On a remballé les idées cadeaux fraîchement dépaquetées. On a écouté des chansons tristes. Les roues boueuses ne percent pas les tympans, et pourtant ce bruit me fait tomber dans les bruits du monde : là où tout se fige. On a essayé d'être joyeux tous ces dimanches matins et pourtant revient l'idée que sans toi moi j'suis foutu. Les vieux fantômes qu'on a mis dans le placard et l'armoire pousse trop fort et ça fout du bordel dans la chambre. Je referme le clic-clac et passe l'aspirateur sur une poussière qui me plaisait : elle était belle. Les rimes du même au même n'ont pas fait de nous des être semblables sensiblement différent. Je remue les briquets sans essence, cherche l'étincelle. Je rédige un mot d'amour, juste pour tes beaux yeux : juste pour que tu me serres contre toi et que tu me dises que tu m'aimes, pas que t'es en colère. c'est étrange comme un paquet de clopes éventrées, une journée à traîner au lit à ne rien faire, à regarder des images qui sont sans doute des photos défilés monochromes sur le grand écran d'une salle désaffectée : le grenier.
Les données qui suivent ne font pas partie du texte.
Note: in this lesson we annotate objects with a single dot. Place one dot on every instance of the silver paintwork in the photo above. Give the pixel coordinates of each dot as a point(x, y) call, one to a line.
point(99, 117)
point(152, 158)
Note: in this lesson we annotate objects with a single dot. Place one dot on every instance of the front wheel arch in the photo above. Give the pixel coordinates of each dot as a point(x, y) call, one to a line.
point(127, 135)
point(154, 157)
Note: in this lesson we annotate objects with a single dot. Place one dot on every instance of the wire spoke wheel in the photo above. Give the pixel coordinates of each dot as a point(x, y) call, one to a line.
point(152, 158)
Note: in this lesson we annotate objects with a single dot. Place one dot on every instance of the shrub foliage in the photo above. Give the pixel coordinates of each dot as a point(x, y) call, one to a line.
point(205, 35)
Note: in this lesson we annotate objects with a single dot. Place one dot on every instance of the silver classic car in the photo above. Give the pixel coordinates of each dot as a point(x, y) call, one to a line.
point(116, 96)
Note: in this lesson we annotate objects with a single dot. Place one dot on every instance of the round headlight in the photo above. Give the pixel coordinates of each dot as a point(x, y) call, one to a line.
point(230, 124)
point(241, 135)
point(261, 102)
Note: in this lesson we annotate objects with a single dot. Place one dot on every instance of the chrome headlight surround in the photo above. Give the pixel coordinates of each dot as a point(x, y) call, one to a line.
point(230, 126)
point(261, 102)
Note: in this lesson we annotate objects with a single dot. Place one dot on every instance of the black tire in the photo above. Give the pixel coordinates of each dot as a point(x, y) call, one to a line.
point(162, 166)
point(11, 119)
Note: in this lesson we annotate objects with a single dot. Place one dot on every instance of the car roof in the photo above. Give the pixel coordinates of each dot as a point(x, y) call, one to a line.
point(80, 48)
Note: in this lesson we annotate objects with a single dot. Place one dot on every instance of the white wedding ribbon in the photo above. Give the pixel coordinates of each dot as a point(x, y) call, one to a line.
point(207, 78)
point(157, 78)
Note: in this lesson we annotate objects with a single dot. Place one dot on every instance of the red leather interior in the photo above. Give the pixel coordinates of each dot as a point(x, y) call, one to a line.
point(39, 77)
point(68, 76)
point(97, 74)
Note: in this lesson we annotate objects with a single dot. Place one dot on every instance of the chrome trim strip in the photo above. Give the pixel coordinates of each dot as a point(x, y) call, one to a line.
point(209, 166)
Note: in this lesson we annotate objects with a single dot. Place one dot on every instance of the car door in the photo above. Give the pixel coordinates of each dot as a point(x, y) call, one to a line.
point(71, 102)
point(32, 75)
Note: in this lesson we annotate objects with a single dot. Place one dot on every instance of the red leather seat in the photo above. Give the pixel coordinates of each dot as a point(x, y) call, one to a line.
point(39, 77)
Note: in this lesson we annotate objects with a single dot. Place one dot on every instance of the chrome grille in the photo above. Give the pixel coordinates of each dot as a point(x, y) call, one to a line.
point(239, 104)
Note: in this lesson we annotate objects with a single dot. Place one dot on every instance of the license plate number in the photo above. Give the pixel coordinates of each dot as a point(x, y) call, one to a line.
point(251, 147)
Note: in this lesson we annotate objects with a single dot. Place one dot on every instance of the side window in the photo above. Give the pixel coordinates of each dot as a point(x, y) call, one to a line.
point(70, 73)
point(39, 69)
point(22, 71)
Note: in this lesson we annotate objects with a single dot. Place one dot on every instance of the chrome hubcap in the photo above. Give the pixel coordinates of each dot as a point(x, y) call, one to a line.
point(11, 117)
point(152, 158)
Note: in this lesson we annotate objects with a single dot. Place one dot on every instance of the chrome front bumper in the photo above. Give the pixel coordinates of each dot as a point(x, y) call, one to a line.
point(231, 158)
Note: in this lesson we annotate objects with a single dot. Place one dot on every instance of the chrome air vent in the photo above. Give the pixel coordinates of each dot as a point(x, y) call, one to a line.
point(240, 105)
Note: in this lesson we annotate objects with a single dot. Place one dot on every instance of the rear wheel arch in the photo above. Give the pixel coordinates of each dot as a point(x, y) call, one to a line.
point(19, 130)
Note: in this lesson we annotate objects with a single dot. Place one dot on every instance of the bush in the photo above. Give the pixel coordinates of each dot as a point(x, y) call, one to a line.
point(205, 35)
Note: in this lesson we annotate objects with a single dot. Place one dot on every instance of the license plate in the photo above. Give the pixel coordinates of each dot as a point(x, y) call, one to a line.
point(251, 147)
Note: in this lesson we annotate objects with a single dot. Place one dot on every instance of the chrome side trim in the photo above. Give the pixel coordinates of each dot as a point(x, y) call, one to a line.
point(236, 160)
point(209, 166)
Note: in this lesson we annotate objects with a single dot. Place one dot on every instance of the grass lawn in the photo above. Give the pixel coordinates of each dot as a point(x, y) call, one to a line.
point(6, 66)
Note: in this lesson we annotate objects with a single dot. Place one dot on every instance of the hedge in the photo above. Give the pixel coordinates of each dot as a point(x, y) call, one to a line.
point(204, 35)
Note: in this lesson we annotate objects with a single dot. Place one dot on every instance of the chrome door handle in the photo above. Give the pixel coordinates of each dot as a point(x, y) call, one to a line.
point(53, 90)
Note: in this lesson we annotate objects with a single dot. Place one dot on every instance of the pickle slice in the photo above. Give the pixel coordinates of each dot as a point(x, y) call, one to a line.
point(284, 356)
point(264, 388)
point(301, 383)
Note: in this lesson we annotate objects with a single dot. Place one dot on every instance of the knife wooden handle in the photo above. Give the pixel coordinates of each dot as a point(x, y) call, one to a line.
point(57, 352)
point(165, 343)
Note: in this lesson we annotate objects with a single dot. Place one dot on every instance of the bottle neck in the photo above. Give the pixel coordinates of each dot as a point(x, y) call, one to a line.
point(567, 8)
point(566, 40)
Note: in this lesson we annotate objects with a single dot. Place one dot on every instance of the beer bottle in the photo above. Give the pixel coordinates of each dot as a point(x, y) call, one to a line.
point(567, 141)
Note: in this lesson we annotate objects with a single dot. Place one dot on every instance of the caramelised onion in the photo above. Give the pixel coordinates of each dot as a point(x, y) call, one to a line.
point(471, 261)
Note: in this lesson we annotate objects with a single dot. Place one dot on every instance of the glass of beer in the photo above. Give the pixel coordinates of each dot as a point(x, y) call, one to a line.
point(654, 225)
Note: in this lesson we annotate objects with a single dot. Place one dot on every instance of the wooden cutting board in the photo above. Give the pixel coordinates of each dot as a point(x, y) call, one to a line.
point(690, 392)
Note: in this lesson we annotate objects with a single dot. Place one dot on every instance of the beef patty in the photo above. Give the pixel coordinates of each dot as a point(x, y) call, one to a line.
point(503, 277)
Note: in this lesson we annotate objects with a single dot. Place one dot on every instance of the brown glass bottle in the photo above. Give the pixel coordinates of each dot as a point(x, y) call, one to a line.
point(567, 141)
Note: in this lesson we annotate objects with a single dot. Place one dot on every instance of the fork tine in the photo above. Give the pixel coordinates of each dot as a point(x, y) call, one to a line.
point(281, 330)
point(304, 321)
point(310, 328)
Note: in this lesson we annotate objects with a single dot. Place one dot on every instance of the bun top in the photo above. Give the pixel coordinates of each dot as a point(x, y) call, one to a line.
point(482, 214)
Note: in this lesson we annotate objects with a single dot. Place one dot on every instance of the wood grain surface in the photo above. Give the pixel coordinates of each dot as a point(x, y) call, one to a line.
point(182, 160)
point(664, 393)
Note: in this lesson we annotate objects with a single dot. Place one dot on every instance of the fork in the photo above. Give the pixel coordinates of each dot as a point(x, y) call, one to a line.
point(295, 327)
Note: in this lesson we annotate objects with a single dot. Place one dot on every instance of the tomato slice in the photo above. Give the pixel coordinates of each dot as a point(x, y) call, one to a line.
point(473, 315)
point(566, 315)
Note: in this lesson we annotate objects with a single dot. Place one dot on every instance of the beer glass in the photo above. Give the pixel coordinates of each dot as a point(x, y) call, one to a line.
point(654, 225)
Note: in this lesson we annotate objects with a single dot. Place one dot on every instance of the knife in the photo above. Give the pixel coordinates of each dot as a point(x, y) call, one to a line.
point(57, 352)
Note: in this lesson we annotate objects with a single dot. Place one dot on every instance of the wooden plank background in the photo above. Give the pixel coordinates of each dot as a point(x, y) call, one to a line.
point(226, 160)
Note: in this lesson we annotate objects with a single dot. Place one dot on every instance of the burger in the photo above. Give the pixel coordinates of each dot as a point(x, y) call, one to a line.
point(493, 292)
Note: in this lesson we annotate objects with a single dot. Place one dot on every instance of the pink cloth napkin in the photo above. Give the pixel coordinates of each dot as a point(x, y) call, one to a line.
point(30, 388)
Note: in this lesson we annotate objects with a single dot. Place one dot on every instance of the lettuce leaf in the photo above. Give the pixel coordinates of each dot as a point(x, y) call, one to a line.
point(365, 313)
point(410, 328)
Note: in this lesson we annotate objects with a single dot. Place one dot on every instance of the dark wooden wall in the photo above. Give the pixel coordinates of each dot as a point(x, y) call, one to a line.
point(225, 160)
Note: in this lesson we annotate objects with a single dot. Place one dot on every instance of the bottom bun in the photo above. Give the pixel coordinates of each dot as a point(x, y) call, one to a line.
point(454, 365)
Je laisse le vent être tempête. Il est l'heure sans doute, l'heure d'écrire dire rire. L'heure de tes yeux couleurs chocolats chauds. De siffler un hymne, de te dire des chansons d'amour par texto. Virer les missives, être la missive. Calmé tes peurs, tes cris et ta colère, être le rocher qui malgré tout résiste aux vagues. Être un rocher, que tu sois ma vague.